K.W. Mandel, B. Griswold, C.A. Francomano, N.B. McDonnell
Presented at the annual meeting of The American Society of Human Genetics, October 10, 2006, New Orleans, Louisiana.
Patients with Ehlers-Danlos Syndromes (EDS) often complain of disturbed and non-refreshing sleep. There is a paucity of data available on the etiology of this complaint in EDS. Since many patients also suffer from chronic musculoskeletal pain, we hypothesized that the reported sleep abnormalities are related to the chronic pain syndrome. Multiple sleep and pain assessment tools were administered to sixty five consecutive patients with a diagnosis of EDS enrolled in the National Institutes of Aging protocol 2003-086 on the natural history of hereditary disorders of connective tissue.
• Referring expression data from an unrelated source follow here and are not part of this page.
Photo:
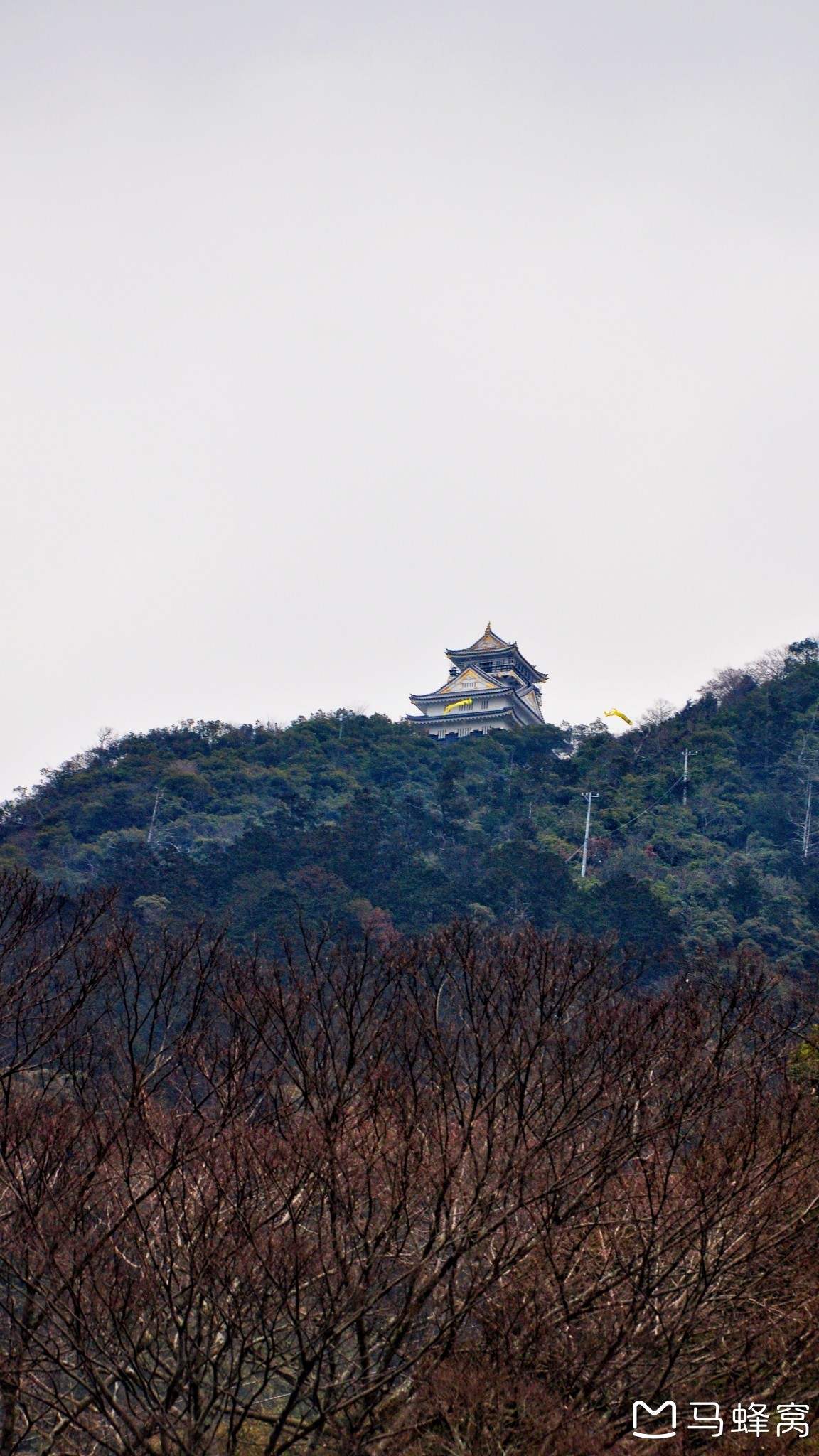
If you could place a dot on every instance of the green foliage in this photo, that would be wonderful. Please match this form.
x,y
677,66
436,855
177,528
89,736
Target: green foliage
x,y
344,819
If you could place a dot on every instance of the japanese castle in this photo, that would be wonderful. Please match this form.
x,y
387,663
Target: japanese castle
x,y
490,686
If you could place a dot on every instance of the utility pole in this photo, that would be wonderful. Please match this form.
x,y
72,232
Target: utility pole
x,y
588,797
806,830
685,775
154,815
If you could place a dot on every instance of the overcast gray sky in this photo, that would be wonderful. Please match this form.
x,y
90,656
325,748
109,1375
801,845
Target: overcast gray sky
x,y
330,331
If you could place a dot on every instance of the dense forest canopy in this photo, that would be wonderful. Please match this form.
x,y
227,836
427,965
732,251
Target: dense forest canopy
x,y
356,820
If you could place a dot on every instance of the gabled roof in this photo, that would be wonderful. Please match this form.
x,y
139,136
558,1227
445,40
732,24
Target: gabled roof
x,y
488,643
491,643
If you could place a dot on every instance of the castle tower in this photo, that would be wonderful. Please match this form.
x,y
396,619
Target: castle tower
x,y
490,686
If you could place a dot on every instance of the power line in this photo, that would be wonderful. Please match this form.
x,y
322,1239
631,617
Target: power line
x,y
588,797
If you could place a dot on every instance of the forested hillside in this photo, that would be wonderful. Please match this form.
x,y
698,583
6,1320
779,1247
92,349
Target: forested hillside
x,y
360,822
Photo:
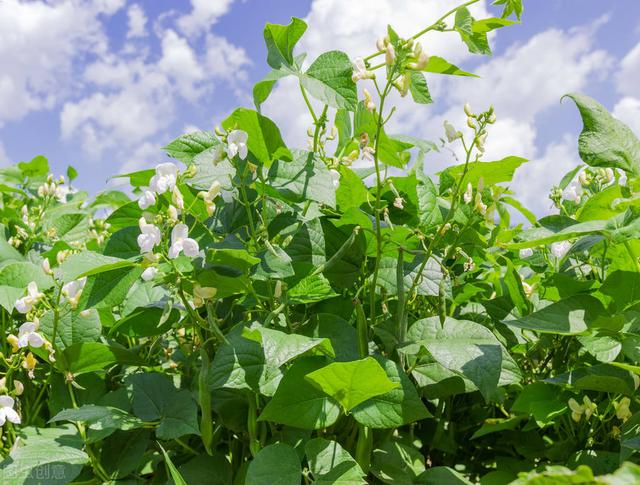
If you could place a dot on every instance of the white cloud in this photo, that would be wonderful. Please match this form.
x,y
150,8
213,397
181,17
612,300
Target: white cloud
x,y
627,110
5,161
534,179
629,73
40,43
137,22
204,13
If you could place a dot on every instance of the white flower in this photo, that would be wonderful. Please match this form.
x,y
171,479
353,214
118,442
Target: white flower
x,y
180,241
150,236
573,192
25,304
7,412
368,154
146,200
237,144
360,70
468,194
560,249
172,213
623,179
451,132
61,193
176,198
525,253
368,101
28,335
71,291
149,273
335,177
165,178
390,55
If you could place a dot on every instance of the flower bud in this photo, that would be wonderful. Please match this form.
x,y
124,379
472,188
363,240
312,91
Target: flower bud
x,y
172,213
390,55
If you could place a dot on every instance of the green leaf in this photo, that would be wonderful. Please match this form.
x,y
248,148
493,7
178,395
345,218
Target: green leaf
x,y
276,464
428,284
329,463
86,357
329,80
311,289
108,289
264,139
397,463
72,327
491,172
20,274
570,316
510,7
438,65
39,451
351,383
279,347
464,347
443,475
87,263
173,471
540,400
156,399
306,177
605,141
241,364
396,407
37,167
599,377
281,39
419,89
298,403
186,147
99,417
Data was collected utilizing the Epsworth Sleepiness Scale (ESS), Pittsburgh Sleep Inventory (PSI) as well as a sleep questionnaire designed to elucidate the specific problem areas such as difficulty falling or remaining asleep, snoring, early morning awakening and non-refreshing sleep. Pain was assessed through the Brief Pain Inventory (BPI) and review of systems data focusing on musculoskeletal and generalized pain. Results indicate that 33/65 (50%) of patients had an ESS scale > 9, and 49/65 (75%) a PSI Quotient > 5, suggesting the presence of a sleep disorder. Almost all patients (62/65; 95%) had pain in at least one location, and 29/65 (44 %) reported chronic generalized pain. Of the patients with ESS > 9, a complaint of generalized pain was present in 15/33 (45 %). Of the 49 patients with PSIQ > 5, generalized pain was present in 24 (48 %). The discordance of sleep disturbance with chronic generalized pain in EDS suggests that the pathogenesis of sleep complaints in this disorder may be unrelated to the pain syndrome, at least in part. Further investigation regarding the etiology of this phenomenon in EDS, using formal sleep studies, is warranted.